A bad romantic movie is unwatchable. A bad romantic movie set during wartime is worse. It is not merely unwatchable but distasteful. Making the subject matter of a movie two people’s romantic relationship while death and destruction are raging around them, as is the case in The Aftermath, just sounds terrible.

There are good romantic movies set in war times, like Atonement. But such movies make war part of their central theme, usually to show the human resilience to see hope in the midst of doom and gloom. This is where Aftermath fails the most, in using the Second World War as a plot element to set up a love triangle.
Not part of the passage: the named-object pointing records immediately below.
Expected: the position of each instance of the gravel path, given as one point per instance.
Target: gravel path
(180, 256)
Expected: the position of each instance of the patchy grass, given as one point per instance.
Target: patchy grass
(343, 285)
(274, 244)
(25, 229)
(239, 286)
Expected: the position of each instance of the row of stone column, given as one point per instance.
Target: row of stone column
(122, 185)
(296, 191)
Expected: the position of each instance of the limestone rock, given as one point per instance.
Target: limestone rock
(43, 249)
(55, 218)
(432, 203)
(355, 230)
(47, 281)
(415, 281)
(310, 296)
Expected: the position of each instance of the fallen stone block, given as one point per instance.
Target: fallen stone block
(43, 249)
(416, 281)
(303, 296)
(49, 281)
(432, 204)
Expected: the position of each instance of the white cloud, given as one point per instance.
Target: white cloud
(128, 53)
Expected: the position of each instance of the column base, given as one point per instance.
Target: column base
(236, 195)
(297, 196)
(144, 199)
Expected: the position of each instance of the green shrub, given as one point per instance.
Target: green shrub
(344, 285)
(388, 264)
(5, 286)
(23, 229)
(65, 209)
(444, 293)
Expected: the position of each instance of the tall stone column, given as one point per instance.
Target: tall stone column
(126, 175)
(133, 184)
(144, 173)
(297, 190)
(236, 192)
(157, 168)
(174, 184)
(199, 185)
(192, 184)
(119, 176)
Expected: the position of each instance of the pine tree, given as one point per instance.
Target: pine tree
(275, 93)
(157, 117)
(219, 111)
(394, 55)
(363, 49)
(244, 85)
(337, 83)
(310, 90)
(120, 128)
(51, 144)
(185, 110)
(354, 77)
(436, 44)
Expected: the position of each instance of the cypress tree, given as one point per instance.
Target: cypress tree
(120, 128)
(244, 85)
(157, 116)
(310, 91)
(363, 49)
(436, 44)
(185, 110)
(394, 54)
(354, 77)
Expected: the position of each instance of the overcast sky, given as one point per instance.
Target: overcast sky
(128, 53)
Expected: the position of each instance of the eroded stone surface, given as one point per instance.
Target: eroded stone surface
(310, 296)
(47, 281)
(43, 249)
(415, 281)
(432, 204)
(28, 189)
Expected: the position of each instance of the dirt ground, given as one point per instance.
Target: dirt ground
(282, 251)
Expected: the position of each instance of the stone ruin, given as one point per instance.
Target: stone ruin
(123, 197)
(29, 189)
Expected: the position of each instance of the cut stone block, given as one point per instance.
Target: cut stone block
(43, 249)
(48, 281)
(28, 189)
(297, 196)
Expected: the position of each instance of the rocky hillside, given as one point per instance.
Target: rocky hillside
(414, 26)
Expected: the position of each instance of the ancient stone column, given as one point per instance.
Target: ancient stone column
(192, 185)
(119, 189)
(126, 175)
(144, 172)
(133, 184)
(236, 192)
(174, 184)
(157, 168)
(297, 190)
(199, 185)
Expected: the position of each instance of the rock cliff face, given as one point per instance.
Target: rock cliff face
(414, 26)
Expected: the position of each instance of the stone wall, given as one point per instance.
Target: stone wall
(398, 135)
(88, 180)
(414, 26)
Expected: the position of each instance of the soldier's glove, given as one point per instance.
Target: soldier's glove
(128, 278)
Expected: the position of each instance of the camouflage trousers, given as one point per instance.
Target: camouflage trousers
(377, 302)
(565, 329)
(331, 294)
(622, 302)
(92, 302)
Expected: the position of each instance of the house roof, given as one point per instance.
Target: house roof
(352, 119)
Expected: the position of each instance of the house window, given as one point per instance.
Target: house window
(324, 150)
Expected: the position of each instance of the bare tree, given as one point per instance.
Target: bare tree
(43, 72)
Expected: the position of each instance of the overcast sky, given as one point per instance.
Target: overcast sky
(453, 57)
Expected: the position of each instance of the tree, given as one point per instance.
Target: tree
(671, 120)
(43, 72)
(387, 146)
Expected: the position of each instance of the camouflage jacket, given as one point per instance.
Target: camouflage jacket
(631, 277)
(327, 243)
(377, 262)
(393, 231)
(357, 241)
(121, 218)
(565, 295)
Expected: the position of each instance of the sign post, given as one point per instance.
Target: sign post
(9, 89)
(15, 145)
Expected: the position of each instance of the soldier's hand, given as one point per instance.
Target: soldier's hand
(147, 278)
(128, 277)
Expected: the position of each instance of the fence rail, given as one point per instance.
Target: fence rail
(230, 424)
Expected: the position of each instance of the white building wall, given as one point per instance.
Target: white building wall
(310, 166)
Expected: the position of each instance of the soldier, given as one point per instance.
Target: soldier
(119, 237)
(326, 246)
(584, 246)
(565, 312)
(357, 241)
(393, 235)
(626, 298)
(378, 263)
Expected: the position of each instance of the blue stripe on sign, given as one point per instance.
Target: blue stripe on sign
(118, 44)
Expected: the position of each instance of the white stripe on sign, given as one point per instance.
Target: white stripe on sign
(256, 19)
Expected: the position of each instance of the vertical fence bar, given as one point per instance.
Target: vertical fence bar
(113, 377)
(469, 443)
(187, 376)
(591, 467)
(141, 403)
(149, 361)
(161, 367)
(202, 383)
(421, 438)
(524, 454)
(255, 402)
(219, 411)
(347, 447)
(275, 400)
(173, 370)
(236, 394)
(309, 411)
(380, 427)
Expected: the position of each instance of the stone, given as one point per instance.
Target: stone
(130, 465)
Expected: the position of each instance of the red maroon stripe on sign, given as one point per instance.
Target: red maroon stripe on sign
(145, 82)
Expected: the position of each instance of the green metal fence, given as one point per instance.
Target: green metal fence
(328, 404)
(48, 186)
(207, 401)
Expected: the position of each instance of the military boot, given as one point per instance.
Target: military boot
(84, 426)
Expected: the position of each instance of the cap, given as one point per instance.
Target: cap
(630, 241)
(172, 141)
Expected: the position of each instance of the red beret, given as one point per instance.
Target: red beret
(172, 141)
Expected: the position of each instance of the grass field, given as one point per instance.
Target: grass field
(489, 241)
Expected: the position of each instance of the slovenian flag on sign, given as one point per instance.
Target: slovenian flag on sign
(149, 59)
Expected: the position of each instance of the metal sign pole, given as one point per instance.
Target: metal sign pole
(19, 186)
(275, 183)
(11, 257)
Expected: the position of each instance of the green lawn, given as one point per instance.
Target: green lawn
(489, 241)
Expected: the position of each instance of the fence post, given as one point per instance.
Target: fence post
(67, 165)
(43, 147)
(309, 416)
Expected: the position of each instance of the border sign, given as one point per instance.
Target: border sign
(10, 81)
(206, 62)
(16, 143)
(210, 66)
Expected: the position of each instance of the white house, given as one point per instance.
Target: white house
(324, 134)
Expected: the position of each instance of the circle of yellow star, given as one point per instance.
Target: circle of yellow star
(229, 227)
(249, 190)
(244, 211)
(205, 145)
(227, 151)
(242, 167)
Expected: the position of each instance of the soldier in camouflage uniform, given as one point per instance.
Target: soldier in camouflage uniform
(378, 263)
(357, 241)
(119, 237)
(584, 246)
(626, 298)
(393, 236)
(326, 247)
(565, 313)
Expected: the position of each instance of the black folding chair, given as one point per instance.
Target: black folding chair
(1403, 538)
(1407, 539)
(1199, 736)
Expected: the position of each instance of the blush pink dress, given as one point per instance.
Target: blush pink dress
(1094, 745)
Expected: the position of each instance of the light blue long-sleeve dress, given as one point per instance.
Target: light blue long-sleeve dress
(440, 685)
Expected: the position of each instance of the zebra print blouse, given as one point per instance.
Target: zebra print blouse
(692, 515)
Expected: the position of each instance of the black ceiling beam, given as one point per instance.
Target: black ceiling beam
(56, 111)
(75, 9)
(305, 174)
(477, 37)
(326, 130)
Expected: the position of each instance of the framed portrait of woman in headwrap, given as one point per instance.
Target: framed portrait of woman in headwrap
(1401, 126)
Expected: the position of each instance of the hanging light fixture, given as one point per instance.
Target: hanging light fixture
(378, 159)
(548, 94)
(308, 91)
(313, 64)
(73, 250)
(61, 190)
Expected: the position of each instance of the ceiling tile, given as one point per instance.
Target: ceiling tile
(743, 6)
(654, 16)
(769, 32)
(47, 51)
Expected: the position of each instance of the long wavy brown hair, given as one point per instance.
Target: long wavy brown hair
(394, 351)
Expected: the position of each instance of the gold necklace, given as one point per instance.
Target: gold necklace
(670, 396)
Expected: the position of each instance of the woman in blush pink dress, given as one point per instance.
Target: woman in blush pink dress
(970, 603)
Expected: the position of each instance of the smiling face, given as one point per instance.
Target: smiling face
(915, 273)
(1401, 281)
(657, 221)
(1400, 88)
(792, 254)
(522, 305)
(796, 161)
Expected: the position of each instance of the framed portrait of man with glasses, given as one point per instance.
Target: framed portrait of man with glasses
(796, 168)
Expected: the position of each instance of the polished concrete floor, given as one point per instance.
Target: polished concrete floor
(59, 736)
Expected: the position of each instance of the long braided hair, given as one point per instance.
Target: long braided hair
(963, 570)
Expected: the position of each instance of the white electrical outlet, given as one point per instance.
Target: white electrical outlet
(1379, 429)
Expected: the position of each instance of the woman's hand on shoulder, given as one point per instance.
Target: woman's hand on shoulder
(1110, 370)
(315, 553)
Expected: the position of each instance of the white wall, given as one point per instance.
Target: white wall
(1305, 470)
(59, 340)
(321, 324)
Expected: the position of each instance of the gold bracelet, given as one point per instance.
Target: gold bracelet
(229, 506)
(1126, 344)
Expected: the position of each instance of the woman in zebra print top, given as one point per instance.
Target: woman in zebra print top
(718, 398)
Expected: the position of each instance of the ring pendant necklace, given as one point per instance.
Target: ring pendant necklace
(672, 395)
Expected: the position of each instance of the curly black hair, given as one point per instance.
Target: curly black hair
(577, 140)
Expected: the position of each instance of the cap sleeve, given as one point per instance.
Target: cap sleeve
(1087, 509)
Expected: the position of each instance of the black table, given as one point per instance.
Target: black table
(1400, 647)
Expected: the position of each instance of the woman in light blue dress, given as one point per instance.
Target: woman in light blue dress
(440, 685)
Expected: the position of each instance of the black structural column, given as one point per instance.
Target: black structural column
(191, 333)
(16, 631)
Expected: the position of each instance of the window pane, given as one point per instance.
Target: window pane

The film stars Keira Knightley as Rachael, a Brit married to a colonel within the British forces. Her husband, Lewis (Jason Clarke), is tasked to deal with the Werwolf, a Nazi underground force that resisted occupation in Germany. They settle in Hamburg, but Rachael finds out that they have to live with a German, Stefan (Alexander Skarsgård), who had recently lost his wife and daughter.

From there on, the film plays like a period soap opera. There is none of the smart dialogue of romantic movies such as Richard Linklater’s The Before Trilogy, the subtle appeal of In the Mood for Love or the edginess of last year’s Cold War. More than a movie poor in concept, it is a film that soured in execution.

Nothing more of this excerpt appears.